По моим щекам струятся горячие слезы – слезы счастья, грусти и благодарности.

Шелби улыбается.

– Когда он очнулся, то первым делом спросил о тебе, но я не хотела… Мне казалось, не надо ему тебя видеть. – Она берет меня за руку и сжимает ее. – Но сейчас ему очень непросто, и я думаю, ему необходимо тебя увидеть. Так что, хорошо, что ты пришла. Идем. Я тебя отвезу.

Я киваю. От слез я все еще не в состоянии говорить. Раньше, когда я читала обновления ее блога, у меня было ощущение, будто я знаю Шелби. Потом, после нескольких наших встреч, я решила, что узнала ее еще лучше, но только сейчас мне становится ясно, какая она на самом деле. Какой она любящий, ревностно опекающий и добросердечный человек. Ради брата она готова на все – даже простить меня.

– Спасибо тебе, – наконец удается произнести мне.

Она снова сжимает мне руку.

– Спасибо тебе за то, что нашла моего брата. 

Глава 33

Покажи свои тайны, покажи свои шрамы… И раскрой свое сердце.

    Группа Phillip Phillips «Раскрой свое сердце»

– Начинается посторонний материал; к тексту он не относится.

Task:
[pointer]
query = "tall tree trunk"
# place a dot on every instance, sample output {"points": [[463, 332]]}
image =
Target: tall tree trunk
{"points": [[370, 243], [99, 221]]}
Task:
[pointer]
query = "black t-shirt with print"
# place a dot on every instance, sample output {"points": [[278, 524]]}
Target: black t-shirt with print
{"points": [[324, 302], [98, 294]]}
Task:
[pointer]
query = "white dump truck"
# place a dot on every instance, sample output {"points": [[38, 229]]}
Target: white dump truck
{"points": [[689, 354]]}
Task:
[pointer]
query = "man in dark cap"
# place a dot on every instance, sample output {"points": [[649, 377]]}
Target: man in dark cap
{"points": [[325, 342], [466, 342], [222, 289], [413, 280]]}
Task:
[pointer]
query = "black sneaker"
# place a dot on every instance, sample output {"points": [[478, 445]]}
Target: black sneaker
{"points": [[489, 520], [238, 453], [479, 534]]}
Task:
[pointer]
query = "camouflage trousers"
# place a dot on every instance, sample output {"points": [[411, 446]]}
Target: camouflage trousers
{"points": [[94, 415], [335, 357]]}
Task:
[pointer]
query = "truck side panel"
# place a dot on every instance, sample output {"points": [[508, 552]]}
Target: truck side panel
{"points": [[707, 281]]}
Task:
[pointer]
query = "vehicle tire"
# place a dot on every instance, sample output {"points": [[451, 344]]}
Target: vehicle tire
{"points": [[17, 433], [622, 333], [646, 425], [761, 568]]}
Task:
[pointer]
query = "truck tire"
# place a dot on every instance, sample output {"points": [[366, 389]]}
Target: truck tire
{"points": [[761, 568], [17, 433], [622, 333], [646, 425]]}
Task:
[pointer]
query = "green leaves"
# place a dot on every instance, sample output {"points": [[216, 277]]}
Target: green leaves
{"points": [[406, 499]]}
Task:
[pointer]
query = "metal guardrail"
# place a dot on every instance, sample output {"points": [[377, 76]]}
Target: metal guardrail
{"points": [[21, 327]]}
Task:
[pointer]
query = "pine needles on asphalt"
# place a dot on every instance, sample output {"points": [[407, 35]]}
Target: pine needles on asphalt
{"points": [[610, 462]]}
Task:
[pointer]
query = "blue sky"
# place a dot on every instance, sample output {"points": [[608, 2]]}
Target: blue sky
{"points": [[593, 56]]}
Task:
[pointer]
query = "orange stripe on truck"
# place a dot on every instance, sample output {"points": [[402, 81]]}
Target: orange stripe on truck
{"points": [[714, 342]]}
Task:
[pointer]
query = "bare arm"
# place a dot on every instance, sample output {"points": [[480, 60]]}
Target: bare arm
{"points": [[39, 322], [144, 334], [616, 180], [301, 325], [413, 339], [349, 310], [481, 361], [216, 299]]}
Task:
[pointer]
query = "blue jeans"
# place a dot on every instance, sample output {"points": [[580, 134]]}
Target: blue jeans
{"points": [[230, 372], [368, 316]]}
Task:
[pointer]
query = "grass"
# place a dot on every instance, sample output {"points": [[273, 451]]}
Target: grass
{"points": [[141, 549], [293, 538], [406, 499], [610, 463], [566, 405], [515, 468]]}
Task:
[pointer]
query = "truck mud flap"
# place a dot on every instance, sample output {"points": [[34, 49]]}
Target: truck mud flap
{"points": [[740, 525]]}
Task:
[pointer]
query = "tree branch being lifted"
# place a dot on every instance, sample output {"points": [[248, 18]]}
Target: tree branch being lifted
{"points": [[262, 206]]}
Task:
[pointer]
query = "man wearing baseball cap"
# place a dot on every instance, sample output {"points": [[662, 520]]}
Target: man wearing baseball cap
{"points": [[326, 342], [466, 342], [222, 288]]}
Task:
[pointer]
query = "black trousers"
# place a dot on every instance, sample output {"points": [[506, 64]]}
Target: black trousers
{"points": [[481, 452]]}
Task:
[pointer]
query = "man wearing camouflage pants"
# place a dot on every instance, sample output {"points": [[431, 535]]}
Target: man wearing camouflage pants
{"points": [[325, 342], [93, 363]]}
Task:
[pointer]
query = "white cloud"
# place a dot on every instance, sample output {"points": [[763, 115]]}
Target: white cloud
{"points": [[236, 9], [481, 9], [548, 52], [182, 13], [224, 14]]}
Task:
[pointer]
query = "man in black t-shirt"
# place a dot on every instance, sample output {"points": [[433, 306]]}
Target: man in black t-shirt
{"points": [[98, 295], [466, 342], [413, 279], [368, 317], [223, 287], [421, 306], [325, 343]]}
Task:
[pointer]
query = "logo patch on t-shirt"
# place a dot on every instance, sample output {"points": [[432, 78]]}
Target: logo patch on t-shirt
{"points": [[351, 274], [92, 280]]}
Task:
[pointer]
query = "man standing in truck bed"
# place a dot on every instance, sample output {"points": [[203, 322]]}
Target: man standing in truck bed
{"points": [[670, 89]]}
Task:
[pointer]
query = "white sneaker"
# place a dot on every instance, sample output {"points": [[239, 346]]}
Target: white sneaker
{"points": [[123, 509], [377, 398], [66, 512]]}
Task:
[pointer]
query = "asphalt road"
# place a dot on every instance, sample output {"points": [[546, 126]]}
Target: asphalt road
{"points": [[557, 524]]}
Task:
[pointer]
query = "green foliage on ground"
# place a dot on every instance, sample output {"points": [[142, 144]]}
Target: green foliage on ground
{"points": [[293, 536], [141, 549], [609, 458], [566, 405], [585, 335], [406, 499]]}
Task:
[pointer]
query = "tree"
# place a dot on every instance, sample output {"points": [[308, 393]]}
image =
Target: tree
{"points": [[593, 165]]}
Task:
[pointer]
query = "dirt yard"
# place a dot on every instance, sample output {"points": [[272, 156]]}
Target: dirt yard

– Иди, – говорит Шелби, когда я, не решаясь зайти, останавливаюсь у палаты, где лежит Колтон. – Он будет счастлив, когда проснется и увидит тебя. – Она протягивает мне сумку и букеты цветов с записками, которые были сложены возле проката. – Вот. Передай ему.

Я беру все в охапку. Жалею, что не принесла ему ничего своего.

– Если что, я в приемной, ладно?

Я киваю с сердцем, застрявшим в горле.

– Спасибо.

Шелби уходит, скрывается за углом, и я остаюсь перед его палатой одна. В кармане на двери – планшетка с неоново-желтым стикером, на котором написано Томас, Колтон, и какими-то пометками, смысла которых мне не понять. Его имя делает все случившееся реальным, но ничему не сравниться с моментом, когда я перешагиваю порог и вижу его на больничной койке в окружении множества трубок и мониторов. Таким он был на фотографиях, но теперь, когда мы знакомы, видеть его в таком состоянии несоизмеримо больнее.